Para quem não conhece a cidade é fácil nem saber que o Rio de Janeiro começou no que hoje é o centro e se desenvolveu primeiro em direção ao norte, assim a tal da Zona Norte hoje em dia menos exaltada que a área sul da cidade já foi, por muito tempo, o local onde se vivia bem. Ali, embora hoje não seja mais possível reconhecer essas amenidades, já foi muito aprazível. Ruas largas, bem arborizadas e inclusive em algumas áreas com muitas casas nos morros. A Tijuca dirige-se, por assim dizer, para um enorme maciço de montanhas e está em frente para o que foi a residência da família imperial e hoje é o Museu Nacional, na Quinta da Boa Vista.

Vez por outra, aparece por ali um botequim que faz sucesso. Logo um monte de gente se junta na frente e aos poucos compram as casas ao lado. Pronto, fez sucesso. Assim foi com o Aconchego Carioca, passou de um botequim feioso a um restaurante jeitoso. É comida de bar, típica do momento culinário brasileiro com releituras do velho repertório e algumas vezes fica muito gostoso como é o caso dos bolinhos de feijoada e um rissole de massa de fubá chamado no cardápio de pastel de angu.

Clique aqui para ver a foto do bolinho de feijoada.

Os bolinhos são realmente excepcionais. Primeiro pedimos os bolinhos de feijoada, o motivo de toda a fama do restaurante. Dizer que uma massa de feijão é delicada é exagero, mas é bem temperada e recheada de couve e uns pedacinhos de toucinho. Muito bom. A porção é servida com a pele do porco pururuca igual pipoca e uma batida de limão.

O segundo pedido foi um ótimo rissole preparado com fubá, bem amarelo, que no Rio chamam de angu, recheado com requeijão, uma beleza, pedacinhos de folhinhas de alecrim flutuavam no recheio quente.

Clique para ver a foto do pastel de angú.

O prato que pedimos foi um escondidinho de carne seca. Não saberia dizer se foi a falta de apetite, culpa dos bolinhos de bom tamanho, ou se a maneira como que é preparado não me encantou. Os acompanhamentos estavam perfeitos, o feijão verde com tempero suave, a farofa de dendê com o perfume certo, o arroz é soltinho e com os grãos gordos.
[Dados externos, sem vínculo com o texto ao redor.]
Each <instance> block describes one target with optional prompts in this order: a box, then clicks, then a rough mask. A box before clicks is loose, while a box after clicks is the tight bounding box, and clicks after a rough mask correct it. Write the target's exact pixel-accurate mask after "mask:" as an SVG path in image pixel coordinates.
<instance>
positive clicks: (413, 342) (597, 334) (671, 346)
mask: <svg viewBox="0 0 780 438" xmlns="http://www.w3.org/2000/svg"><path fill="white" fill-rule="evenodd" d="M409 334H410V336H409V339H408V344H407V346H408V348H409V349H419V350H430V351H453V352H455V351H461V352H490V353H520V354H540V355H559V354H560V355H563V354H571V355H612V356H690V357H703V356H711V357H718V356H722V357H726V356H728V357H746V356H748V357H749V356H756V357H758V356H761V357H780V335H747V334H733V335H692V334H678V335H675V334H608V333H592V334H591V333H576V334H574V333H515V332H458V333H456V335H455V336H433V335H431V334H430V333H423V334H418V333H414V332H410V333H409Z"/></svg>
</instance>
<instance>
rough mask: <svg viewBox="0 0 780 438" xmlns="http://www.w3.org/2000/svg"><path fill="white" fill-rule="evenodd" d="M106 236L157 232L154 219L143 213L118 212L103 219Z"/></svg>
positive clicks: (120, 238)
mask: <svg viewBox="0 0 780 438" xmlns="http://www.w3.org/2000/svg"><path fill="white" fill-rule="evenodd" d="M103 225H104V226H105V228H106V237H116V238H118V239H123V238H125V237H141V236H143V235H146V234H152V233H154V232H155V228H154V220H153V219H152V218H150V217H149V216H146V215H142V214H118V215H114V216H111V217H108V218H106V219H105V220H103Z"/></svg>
O escondidinho como diz o nome é a carne seca desfiada coberta com um purê de aipim coberta com queijo coalho. No Aconchego Carioca, em baixo das fatias bem finas de queijo coalho tem um purê de tapioca e a carne de sol cortada fina, carne de primeira no lugar da carne seca desfiada e muito boa. A tapioca ou o purê de aipim tem coco. E também é muito boa. Mas os muitos gostos contidos em tão pouco espaço no lugar de resultar em uma explosão de sabores deixaram o prato sem personalidade. Menos exuberância pode ser boa escolha em alguns casos.

Vale o passeio para quem pouco vai à Tijuca e no lugar dos pratos, escolha um de cada dos pasteizinhos e entradinhas. Divirta-se com as cervejas e com o serviço amigável dos garçons.

Aconchego Carioca
Rua Barão de Iguatemi, 379 – Praça da Bandeira.
T.: 11 22731035.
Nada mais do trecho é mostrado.